Sophia de Mello Breyner Andresen
Ele chegou numa manhã de outubro e tinha um quê de chá da tarde na casa dos avós, com bule, flores e uma dedicatória inebriante que falava de “fragmentos de um todo chamado vida”. Assim me tocou as mãos e o coração o novo livro da querida Lucília de Almeida Neves Delgado inundando o meu cotidiano de poesia.
Deslocamentos é seu quarto livro de poemas e carrega no nome a referência a viagens, travessias e movimentos… Talvez pela conexão da autora com o estudo da História, suas dores, marcas e consequências, seja premente eternizar amores, lugares e afeições ao revisitar (reviver?) momentos de outras eras.
A poeta nos fala de olhares lançados ao mundo, questiona tempos e certezas. Como um rio que percorre a vida e (pres)sente a existência de seus afluentes – inexoráveis, os poemas de Lucília carregam reminiscências de perdas e de auroras.
Em cada página, passado e presente entrelaçados, sem excessos… Deslocamentos nos apresenta uma poesia disposta com cuidado: memória e sentimentos bailam imperturbáveis, mesmo correndo o risco de sobressaltos como em seu Desafio: “Por mais que andasse / Subisse altos picos / Mergulhasse em rios de correntezas / Decifrasse possíveis aventuras / Mirasse horizonte oceânico / Não conseguia descolar / Do lugar que fora orgasmo”.

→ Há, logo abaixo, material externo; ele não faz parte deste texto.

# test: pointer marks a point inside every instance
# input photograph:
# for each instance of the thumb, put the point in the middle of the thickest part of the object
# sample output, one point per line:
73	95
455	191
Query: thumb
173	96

Os poemas nos fisgam, simples e intuitivamente, e nos arrastam por desdobramentos sobre cidades mineiras, pelos cerrados e até por cantos ancestrais que conferiram à autora o indubitável saber de sempre ter sido poeta. Suas raízes estão no amor à arte e ao voo. Lucília mostra sua coragem em Voar: “Em uma tarde de revoada / Também voou / Havia rompido elos / Nunca soube pousar”.

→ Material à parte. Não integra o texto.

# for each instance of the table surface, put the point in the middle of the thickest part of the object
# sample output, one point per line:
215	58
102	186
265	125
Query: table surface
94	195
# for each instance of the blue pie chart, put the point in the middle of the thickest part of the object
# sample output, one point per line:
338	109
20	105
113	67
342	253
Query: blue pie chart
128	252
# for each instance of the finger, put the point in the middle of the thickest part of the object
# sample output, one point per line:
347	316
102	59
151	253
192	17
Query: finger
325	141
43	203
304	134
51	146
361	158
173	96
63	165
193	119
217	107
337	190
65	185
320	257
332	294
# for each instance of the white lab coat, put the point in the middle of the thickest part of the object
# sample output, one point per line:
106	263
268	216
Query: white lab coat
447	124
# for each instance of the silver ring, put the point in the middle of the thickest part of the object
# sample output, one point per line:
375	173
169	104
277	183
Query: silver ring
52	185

Ainda que fale de saudade, de solidão e do medo de não saber chorar, a poeta corre o risco da vida, revolve o seu passado como uma arqueóloga dos afetos e se percebe no carinho dos pais e de amigos queridos num distante Teorema: “Colhemos no infinito dos números / Afetos de eternidade”.

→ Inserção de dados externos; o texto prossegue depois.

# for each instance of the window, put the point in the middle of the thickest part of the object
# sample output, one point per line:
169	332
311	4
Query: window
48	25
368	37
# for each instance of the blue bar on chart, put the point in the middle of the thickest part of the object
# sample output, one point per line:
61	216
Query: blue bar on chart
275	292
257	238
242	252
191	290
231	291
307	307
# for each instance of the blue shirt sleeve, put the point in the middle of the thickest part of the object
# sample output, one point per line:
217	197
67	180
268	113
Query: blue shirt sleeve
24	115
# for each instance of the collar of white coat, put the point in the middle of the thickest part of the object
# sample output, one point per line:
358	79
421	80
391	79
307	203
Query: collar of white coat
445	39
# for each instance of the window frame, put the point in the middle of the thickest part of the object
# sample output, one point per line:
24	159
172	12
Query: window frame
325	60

Recebi o livro de Lucília como um abraço de alguém que conspira a favor da vida, assume todos os ontens e dedica seus textos-presente aos que vieram (e virão) depois. Deixa um alerta em sua Carta a Francisco, Isabela e Lúcia: “Saber quando e por que desistir ou deslocar é ato de coragem. Fortalece”.
Com um olhar de quem já viu muito e se fartou de guerras, desastres e mentiras, a poeta confere a seus descendentes (e leitores) um legado: um amor pela vida e por outras manhãs… Como diria Valter Hugo Mãe ao homenagear seu avô em As mais belas coisas do mundo: “Desenhei-nos a rir. E desenhei uma linha que queria dizer amanhã, para haver amanhã”.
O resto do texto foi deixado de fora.